ABERTURA DO 68º FESTIVAL FOLCLÓRICO DO AMAZONAS - CATEGORIAS PRATA E BRONZE
Foto: Antonio Marcos
A noite da última quinta-feira, 23 de abril, foi marcada por emoção, reencontros e pelo pulsar da cultura popular amazonense com a abertura do 68º Festival Folclórico do Amazonas, nas categorias Prata e Bronze. O evento aconteceu em um cenário simbólico e acolhedor: o Mirante Lúcia Almeida, que recebeu um tablado especialmente armado para dar início a essa grande celebração das tradições.
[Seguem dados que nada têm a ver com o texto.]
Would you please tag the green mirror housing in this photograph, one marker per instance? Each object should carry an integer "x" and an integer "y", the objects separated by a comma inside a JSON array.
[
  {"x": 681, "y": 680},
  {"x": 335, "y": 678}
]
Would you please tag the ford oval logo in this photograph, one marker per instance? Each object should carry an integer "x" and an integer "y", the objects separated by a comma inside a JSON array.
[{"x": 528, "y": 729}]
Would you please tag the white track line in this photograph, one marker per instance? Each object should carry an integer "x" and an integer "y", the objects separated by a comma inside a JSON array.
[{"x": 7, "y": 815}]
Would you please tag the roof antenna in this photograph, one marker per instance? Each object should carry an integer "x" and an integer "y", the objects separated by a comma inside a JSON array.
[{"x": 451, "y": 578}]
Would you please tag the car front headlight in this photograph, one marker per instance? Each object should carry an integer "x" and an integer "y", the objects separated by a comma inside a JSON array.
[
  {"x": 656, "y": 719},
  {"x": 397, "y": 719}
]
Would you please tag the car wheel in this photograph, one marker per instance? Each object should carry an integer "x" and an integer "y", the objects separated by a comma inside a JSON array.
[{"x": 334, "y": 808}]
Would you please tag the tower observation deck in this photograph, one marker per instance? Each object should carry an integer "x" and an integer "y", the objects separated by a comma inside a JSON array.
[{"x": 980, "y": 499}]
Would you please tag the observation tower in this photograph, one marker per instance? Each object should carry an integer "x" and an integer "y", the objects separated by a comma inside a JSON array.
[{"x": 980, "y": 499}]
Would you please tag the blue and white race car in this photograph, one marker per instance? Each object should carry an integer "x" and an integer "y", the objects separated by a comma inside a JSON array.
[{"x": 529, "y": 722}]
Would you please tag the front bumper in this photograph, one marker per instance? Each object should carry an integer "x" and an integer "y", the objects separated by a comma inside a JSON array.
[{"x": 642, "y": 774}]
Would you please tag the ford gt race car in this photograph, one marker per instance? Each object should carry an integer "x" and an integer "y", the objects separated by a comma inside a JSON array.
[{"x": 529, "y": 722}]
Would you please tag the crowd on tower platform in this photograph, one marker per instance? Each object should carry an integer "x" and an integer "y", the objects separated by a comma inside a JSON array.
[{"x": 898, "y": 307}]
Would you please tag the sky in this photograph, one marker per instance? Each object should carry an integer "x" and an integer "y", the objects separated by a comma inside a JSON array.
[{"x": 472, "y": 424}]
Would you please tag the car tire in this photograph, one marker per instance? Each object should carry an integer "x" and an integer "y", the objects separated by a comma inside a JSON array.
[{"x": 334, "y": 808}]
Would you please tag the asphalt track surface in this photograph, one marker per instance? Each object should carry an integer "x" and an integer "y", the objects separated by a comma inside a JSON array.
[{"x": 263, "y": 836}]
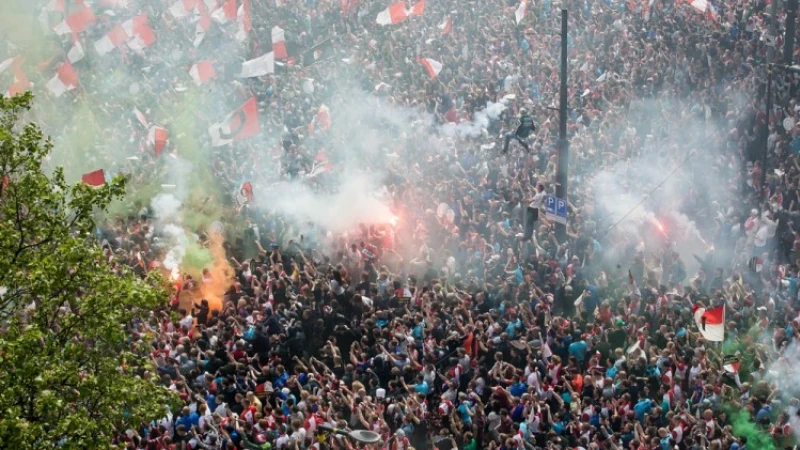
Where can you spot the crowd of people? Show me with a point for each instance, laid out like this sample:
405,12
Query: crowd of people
448,329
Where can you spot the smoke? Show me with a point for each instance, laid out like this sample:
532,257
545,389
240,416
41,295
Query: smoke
357,199
756,437
479,124
668,189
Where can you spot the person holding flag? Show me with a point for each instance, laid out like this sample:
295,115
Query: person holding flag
525,127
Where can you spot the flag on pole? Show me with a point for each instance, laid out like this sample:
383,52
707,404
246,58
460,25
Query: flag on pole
141,118
433,67
75,53
710,322
446,26
700,5
519,14
157,137
279,43
96,178
418,9
182,8
243,19
202,72
394,14
20,83
66,79
321,120
245,194
76,22
258,67
135,32
204,24
240,124
731,364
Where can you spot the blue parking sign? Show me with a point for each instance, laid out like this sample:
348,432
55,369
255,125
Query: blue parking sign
556,209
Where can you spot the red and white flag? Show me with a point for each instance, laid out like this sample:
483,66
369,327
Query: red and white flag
136,33
54,6
245,194
418,9
204,24
321,121
76,22
700,5
240,124
279,43
20,83
519,14
157,138
76,53
96,178
731,364
243,19
182,8
226,13
433,67
141,118
66,79
447,25
394,14
202,72
258,67
710,322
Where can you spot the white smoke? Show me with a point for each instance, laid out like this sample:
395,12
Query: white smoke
357,199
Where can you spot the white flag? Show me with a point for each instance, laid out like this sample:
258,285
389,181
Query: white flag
258,67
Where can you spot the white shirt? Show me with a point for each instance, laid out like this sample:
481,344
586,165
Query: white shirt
538,200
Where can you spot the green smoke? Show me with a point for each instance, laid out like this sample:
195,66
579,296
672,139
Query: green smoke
197,258
756,437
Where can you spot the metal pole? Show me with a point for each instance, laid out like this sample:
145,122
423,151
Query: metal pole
563,144
765,154
788,39
773,31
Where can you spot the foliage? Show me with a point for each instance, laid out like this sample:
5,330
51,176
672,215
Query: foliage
70,374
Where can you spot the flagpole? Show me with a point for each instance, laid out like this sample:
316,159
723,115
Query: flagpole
563,147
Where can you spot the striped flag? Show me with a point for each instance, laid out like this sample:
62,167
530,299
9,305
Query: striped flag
710,322
66,79
279,43
202,72
394,14
432,66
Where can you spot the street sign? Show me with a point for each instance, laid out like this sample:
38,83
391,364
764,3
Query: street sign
556,209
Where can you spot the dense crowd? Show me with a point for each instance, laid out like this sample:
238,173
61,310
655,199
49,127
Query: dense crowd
448,329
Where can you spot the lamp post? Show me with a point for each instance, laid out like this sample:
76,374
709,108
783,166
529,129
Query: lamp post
563,144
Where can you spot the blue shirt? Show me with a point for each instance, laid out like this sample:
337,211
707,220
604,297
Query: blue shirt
578,350
642,408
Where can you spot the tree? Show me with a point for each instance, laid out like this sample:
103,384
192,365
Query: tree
70,373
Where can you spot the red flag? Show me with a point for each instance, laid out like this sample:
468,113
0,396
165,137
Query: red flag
432,66
241,124
76,22
394,14
202,72
247,191
66,79
243,16
279,43
157,137
322,119
417,9
710,322
447,25
96,178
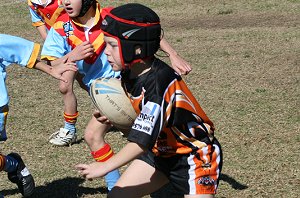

A cerimônia de abertura reuniu importantes nomes ligados à cultura e à valorização do folclore. Estiveram presentes o diretor-presidente da Fundação Municipal de Cultura, Turismo e Eventos (MANAUSCULT), Márcio Brás e o deputado Abdala Fraxe, presidente da Comissão de Cultura da ALEAM, além de representantes da Liga Independente dos Grupos Folclóricos de Manaus (LIGFM) e de diversas Associações que mantêm viva a tradição das danças folclóricas na cidade.
Mais do que uma abertura formal, o momento foi de celebração da identidade cultural do povo amazonense. O brilho nos olhos dos brincantes, a energia dos grupos e o sentimento de pertencimento já anunciavam o que está por vir.
Os ensaios seguem até o próximo domingo, dia 26 de abril, em uma estrutura pensada para acolher o público e valorizar cada apresentação: palco montado, tablado para as danças, barracas de alimentação, área kids e um espaço dedicado à acessibilidade (PCD). Um ambiente que mistura organização e calor humano, típico das manifestações culturais da nossa terra.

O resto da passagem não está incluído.